Tribunal Administratif de Rennes — Décision N° TA35-2406549

lundi 9 décembre 2024

JuridictionTribunal Administratif de Rennes
SectionTribunal Administratif de Rennes
N° DossierTA35-2406549
TypeDécision
RecoursPlein contentieux
PublicationC
Avocat requérantGAIDOT

Texte intégral

Vu la procédure suivante :

Par une requête et un mémoire, enregistrés les 4 et 20 novembre 2024, le préfet d'Ille-et-Vilaine demande au juge des référés :

1°) d'ordonner, en application de l'article L. 521-3 du code de justice administrative, l'expulsion de M. G et Mme A F du logement qu'ils occupent au sein du centre d'accueil pour demandeurs d'asile (CADA) Coallia Rennes Le Blosne, situé 2 boulevard Clémenceau à Rennes (35200) ;

2°) de l'autoriser à recourir, dans un délai de huit jours à compter de la notification de l'ordonnance à intervenir, à la force publique pour procéder à l'évacuation forcée des lieux ;

3°) de l'autoriser à donner toutes instructions utiles au gestionnaire du CADA afin de débarrasser les lieux des biens meubles s'y trouvant, aux frais et risques de M. E et Mme F, à défaut pour eux de les avoir emportés.

Il soutient, dans le dernier état de ses écritures, que :

- en application de l'article L. 552-15 du code de l'entrée et du séjour des étrangers et du droit d'asile, le juge des référés est compétent pour prononcer une injonction de quitter les lieux à l'encontre de l'occupant irrégulier d'un lieu d'hébergement mentionné à l'article L. 552-1 du code de l'entrée et du séjour des étrangers et du droit d'asile ;

- il a qualité pour introduire la présente requête sur le fondement de ces mêmes dispositions ;

- la mesure sollicitée revêt un caractère urgent et remplit la condition d'utilité requise compte tenu du nombre des demandeurs d'asile en attente d'un hébergement et de la saturation établie du dispositif d'accueil ;

- M. E et Mme F se maintiennent illégalement dans un lieu d'hébergement pour demandeurs d'asile : leurs demandes d'asile ont été rejetées par l'Office français de protection des réfugiés et apatrides puis par la Cour nationale du droit d'asile ;

- la mesure sollicitée ne se heurte ainsi à aucune contestation sérieuse et la circonstance que l'obligation de quitter le territoire français ait été annulée reste sans incidence, dès lors que le droit au maintien dans le logement a pris fin à l'issue de la procédure devant la Cour nationale du droit d'asile ;

- la sortie du dispositif d'hébergement ne met pas fin à la prise en charge pluridisciplinaire dont bénéficie le fils de Mme F.

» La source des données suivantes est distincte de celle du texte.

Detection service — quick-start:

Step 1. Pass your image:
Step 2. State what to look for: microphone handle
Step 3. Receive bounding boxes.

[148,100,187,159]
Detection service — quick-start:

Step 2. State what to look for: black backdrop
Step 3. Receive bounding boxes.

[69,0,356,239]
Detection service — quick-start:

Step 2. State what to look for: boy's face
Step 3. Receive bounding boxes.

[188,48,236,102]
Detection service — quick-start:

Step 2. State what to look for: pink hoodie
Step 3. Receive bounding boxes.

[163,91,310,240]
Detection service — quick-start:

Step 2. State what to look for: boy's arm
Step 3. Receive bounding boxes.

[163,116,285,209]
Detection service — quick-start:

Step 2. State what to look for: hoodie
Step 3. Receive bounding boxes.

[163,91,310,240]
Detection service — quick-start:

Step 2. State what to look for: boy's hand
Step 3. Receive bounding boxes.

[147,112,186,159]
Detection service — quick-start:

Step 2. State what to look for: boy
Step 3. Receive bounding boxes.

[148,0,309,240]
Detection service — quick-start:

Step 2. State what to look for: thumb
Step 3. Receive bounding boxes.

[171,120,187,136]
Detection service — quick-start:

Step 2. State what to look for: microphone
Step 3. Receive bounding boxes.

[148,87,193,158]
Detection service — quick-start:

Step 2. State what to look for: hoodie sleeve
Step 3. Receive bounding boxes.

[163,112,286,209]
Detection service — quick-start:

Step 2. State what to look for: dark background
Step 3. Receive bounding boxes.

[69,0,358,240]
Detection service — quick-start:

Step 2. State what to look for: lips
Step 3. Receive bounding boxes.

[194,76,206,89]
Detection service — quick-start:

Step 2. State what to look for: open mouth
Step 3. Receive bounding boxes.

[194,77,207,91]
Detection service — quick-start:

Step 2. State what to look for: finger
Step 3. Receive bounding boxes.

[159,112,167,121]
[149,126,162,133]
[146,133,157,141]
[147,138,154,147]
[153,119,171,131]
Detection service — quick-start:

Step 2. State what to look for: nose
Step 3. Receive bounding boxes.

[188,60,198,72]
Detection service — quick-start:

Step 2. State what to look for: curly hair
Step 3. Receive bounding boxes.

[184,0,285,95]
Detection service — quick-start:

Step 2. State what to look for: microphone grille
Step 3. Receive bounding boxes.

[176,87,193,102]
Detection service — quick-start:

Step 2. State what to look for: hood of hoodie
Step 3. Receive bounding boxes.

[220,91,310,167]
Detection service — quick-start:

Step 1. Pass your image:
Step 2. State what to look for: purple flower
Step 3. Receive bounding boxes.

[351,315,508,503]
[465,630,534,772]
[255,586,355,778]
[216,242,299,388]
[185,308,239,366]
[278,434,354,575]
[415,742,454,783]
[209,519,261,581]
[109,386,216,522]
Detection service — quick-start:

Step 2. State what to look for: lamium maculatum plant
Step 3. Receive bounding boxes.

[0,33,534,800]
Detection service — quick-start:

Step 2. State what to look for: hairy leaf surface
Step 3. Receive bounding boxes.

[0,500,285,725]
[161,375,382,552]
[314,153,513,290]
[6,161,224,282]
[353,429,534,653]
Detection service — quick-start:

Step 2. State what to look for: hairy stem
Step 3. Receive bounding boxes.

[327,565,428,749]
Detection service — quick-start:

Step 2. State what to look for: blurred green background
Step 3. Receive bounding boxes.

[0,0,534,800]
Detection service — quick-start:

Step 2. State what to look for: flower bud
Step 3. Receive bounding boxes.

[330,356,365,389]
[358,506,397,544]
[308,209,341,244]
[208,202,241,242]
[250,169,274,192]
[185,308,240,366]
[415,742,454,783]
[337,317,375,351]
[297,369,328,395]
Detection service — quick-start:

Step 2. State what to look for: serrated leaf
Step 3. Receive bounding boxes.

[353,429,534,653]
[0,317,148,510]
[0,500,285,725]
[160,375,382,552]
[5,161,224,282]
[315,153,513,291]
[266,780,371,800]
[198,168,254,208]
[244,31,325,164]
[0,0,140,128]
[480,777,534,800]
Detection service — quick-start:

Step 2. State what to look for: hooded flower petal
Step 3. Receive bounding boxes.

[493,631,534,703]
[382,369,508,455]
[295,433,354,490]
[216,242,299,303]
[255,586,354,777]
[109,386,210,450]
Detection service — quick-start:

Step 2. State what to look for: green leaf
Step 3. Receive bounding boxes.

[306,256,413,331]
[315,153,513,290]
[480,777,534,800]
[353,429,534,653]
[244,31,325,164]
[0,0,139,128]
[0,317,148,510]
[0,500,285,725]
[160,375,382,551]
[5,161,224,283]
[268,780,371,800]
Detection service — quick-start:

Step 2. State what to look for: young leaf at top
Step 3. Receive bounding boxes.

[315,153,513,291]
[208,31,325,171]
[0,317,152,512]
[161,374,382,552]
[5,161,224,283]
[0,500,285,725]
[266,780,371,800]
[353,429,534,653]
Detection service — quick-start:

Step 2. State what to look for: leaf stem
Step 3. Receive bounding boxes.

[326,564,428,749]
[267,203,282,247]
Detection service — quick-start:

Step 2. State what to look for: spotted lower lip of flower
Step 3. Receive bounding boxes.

Par un mémoire en défense, enregistré le 18 novembre 2024, Mme A C B, représentée par Me Gaidot, conclut à son admission au bénéfice de l'aide juridictionnelle à titre provisoire, au rejet de la requête et à ce que soit mise à la charge de l'État la somme de 1 200 euros sur le fondement des dispositions des articles L. 761-1 du code de justice administrative et 37 de la loi du 10 juillet 1991.

Elle fait valoir que :

- elle a donné naissance, le 4 janvier 2023, à un enfant souffrant d'un lourd handicap ; son époux a quitté le domicile en mai 2024, suite à des pressions familiales ; elle a déposé une demande d'asile au bénéfice de son fils, en considération de l'ostracisme dont sont victimes les personnes en situation de handicap à Djibouti ; elle a également déposé une demande d'admission au séjour en qualité de parent d'enfant malade ; l'arrêté portant obligation de quitter le territoire français a été annulé pour ces raisons, par jugement du 15 novembre 2024 ;

- la mesure sollicitée se heurte à une contestation sérieuse, eu égard à sa situation administrative et juridique ainsi qu'à la particulière vulnérabilité de son fils.

Vu les autres pièces du dossier.

Vu :

- la convention européenne de sauvegarde des droits de l'homme et des libertés fondamentales ;

- le code de l'action sociale et des familles ;

- le code de l'entrée et du séjour des étrangers et du droit d'asile ;

- la loi n° 91-647 du 10 juillet 1991 ;

- le code de justice administrative.

Le président du tribunal a désigné Mme Thielen, première conseillère, pour statuer sur les demandes de référé.

Les parties ont été régulièrement averties du jour de l'audience.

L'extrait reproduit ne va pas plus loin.